The Haryana Sarasvati Heritage Development Board (HSHDB)

Agency overview
- Formed: 12 October 2015
- Jurisdiction: Government of Haryana
- Annual budget: 14 Crores
- Agency executives: Nayab Singh Saini, Chairman; Dhuman Singh Kirmach, Deputy Chairman;
- Website: https://haryanasarasvatiboard.in/

= Harayana Saraswati Heritage Development Board =

Indian government body

The Haryana Sarasvati Heritage Development Board (HSHDB) is an Indian government body constituted by the Haryana Government on 12 October 2015 under the chairmanship of Manohar Lal Khattar, then Chief Minister of Haryana.

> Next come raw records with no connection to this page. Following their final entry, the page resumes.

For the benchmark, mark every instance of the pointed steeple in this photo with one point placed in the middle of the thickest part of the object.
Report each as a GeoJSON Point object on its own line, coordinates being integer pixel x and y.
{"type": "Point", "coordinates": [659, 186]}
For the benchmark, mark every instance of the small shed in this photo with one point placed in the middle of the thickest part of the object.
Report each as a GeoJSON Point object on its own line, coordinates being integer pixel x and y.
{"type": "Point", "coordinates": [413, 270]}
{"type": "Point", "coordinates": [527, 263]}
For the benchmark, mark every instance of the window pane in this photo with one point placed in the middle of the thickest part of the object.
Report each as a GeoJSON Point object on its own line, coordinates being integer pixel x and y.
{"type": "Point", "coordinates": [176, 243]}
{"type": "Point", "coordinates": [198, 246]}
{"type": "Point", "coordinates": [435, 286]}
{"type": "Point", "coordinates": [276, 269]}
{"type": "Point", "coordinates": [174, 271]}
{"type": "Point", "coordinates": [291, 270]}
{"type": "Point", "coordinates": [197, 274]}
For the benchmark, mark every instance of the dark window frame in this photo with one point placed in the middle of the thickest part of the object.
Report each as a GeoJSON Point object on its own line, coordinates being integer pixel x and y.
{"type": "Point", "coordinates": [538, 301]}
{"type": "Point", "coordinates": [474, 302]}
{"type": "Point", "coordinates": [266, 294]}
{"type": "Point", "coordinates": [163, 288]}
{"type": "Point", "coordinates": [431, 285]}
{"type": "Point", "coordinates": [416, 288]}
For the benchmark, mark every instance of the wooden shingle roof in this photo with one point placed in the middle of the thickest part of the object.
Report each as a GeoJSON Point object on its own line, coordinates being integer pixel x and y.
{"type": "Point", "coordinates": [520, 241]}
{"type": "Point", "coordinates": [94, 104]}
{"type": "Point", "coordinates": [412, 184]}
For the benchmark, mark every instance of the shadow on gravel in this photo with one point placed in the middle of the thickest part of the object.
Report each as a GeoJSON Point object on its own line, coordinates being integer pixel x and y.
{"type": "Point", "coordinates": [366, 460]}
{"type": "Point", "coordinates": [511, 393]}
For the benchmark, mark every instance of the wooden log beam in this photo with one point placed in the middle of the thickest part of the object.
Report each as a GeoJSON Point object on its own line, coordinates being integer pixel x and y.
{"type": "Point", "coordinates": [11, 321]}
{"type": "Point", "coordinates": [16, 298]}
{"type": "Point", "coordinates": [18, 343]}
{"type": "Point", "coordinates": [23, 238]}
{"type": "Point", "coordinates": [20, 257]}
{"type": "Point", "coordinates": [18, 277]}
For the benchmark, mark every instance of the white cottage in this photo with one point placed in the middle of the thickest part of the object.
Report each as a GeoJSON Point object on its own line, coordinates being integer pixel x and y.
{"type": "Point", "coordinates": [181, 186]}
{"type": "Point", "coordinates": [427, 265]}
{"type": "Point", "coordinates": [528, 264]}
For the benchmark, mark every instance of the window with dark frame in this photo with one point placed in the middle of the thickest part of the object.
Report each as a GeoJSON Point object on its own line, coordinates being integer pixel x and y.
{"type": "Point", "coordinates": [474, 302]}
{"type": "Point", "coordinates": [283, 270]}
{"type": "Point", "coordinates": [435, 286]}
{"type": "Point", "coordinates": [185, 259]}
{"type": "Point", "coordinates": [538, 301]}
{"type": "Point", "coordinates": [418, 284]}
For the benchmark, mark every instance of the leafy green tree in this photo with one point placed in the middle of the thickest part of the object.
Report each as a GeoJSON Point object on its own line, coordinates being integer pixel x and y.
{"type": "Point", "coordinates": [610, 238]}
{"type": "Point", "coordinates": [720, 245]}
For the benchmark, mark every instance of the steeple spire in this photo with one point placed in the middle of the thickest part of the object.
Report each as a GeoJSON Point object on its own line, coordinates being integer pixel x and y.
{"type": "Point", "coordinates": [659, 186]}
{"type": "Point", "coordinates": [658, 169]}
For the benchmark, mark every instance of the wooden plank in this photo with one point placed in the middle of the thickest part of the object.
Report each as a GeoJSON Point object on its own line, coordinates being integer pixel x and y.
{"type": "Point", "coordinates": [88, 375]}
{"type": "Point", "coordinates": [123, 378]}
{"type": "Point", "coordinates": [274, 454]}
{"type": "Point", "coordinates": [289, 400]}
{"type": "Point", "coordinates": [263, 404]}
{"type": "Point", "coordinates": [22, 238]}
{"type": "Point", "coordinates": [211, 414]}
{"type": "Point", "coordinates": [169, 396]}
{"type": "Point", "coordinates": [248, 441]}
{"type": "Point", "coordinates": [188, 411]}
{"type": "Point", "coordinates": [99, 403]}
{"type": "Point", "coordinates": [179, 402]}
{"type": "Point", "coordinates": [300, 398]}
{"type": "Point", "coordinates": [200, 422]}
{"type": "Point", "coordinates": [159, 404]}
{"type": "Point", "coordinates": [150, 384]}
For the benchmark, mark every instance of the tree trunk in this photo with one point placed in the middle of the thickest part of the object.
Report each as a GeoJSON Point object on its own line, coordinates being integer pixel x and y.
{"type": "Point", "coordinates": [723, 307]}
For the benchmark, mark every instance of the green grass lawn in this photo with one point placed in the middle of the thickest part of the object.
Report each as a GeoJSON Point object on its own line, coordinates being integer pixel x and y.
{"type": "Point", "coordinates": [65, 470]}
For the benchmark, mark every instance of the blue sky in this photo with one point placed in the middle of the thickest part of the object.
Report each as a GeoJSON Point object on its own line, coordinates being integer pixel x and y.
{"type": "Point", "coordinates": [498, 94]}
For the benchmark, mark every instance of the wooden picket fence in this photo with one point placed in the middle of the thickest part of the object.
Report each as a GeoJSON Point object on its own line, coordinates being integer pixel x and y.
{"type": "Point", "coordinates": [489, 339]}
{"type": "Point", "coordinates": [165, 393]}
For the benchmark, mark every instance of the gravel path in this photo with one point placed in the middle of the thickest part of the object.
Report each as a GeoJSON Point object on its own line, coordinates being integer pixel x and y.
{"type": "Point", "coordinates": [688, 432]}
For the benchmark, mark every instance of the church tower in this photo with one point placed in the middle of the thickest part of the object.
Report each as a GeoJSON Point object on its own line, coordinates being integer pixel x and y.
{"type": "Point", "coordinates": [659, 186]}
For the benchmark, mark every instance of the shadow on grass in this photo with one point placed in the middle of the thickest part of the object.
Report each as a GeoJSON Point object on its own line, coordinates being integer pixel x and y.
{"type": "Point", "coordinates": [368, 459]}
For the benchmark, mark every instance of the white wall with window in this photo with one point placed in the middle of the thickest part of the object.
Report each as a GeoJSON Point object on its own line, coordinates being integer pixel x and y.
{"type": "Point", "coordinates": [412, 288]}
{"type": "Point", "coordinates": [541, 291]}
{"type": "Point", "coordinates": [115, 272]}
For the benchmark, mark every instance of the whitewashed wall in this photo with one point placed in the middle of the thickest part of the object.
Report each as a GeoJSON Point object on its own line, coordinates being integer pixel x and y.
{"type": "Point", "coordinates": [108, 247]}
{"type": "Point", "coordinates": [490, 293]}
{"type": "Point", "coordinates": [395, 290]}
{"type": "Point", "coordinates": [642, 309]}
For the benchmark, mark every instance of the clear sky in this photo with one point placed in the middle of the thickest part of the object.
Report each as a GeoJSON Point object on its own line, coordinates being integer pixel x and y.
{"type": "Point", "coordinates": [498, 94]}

The objective of this board includes the Rejuvenation of the Sarasvati River and the development of the Sarasvati-linked Heritage including the construction of DAM, Reservoir, and Barrage for continuation of flow of water in the paleochannel of Sarasvati, Renovation of temples, Provision of civic amenities to the visiting pilgrims and tourists.

==Projects==

In 2021 a budget of 14 crores was allocated by the Haryana Government to this board for the first phase beautification project. This board will also participate in construction of DAM at Adi Badri. The board has also planned on creating 5 riverfronts at Pipli and Pehowa in Kurukshetra district, Bilaspur in Yamunanagar district, and on the Panchkula-Yamunanagar highway near Dosarka village, and the Kaithal-Guhla road.